New website analyzes political tweeting

IU study tracks Twitter for false content

As election season approaches, the usual backstabbing, rumor-spreading and slander of politicians can naturally be expected.

A new website created by IU information and computer scientists, Truthy.indiana.edu, plans to highlight such misinformation and smear tactics occurring through the popular social media outlet Twitter.

“The research goal is to study how ideas propagate through social media,” said Filippo Menczer, an associate professor of computer science and informatics in the IU School of Informatics and Computing. “A lot of things propagate in an organic way, but people also try to engineer this process hoping to generate traffic around a topic that may be a lie.”

The website analyzes the thousands of tweets occurring by the hour in search of keywords related to politics and sorts them into commonly-recurring themes, Menczer said.

These patterns, referred to as “memes,” are then examined to gather more information about their background and creation, in search of tweets being generated with false content or to mislead people.

Menczer said he hopes the website helps raise awareness that not everything read can be considered true, and the source must be considered. He also said such tools looking to keep politicians and activists responsible might motivate candidates to clean up campaigns.

“Political operatives of questionable ethics might be attracted to this technique of distributing whatever information they like through social media because it’s hard to get caught, and when you do, it’s often too late,” Menczer said. “The embarrassment of manipulating social media may be enough motivation, though.”

The information acquired through this Twitter research device is documented with visual diffusions of the tweets related to each subject and a live tweet feed on the Truthy website, Menczer said.

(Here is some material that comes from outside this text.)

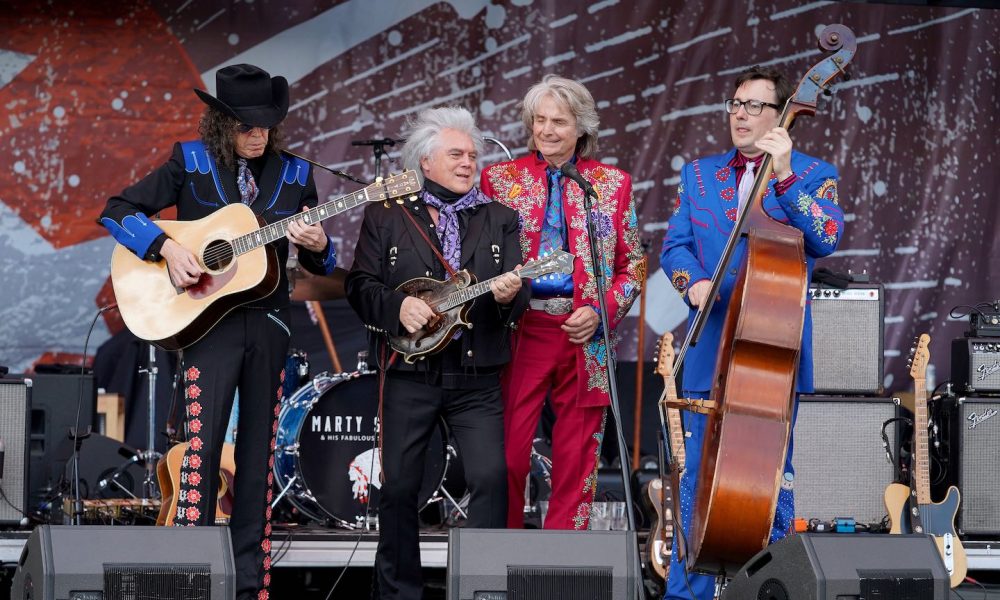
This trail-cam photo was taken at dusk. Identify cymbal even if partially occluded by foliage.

Even the individual words of tweets are analyzed to measure the mood of the tweet, including hostile, kind, confused, calm and other classifications. Such data
allows the researchers behind Truthy to show where the information is coming from and how it is being so highly dispersed.

Menczer said the ability to distribute information so quickly and in large quantities through Twitter can be dangerous.

“With enough traffic, Twitter themes can be displayed on search engines like Google, and people tend to trust the information they see on such sites as being fact, even if its not,” Menczer said.

Jacob Ratkiewicz and Mike Conover, Ph.D. students working on the project, said they agreed with the potential danger in social media.

“Twitter is resilient and self-organizing,” Conover said. “On Twitter, you have no central control or constraint for journalistic integrity. It’s decentralized with no accountability. This creates an environment where rumors can spread like wildfire.”

Ratkiewicz said the ability of information to spread quickly to so many people can cause misinformation.

“If something comes to you from your friends, you are much more likely to accept it as fact,” Ratkiewicz said.

The researchers encourage users to partake in the interactive aspects that allow people to mark information as “truthy” when they think it is false or is generated with an agenda in mind.

“It’s like Wikipedia,” Conover said. “If you get enough people contributing, usually you get a good estimate of where the truth is.”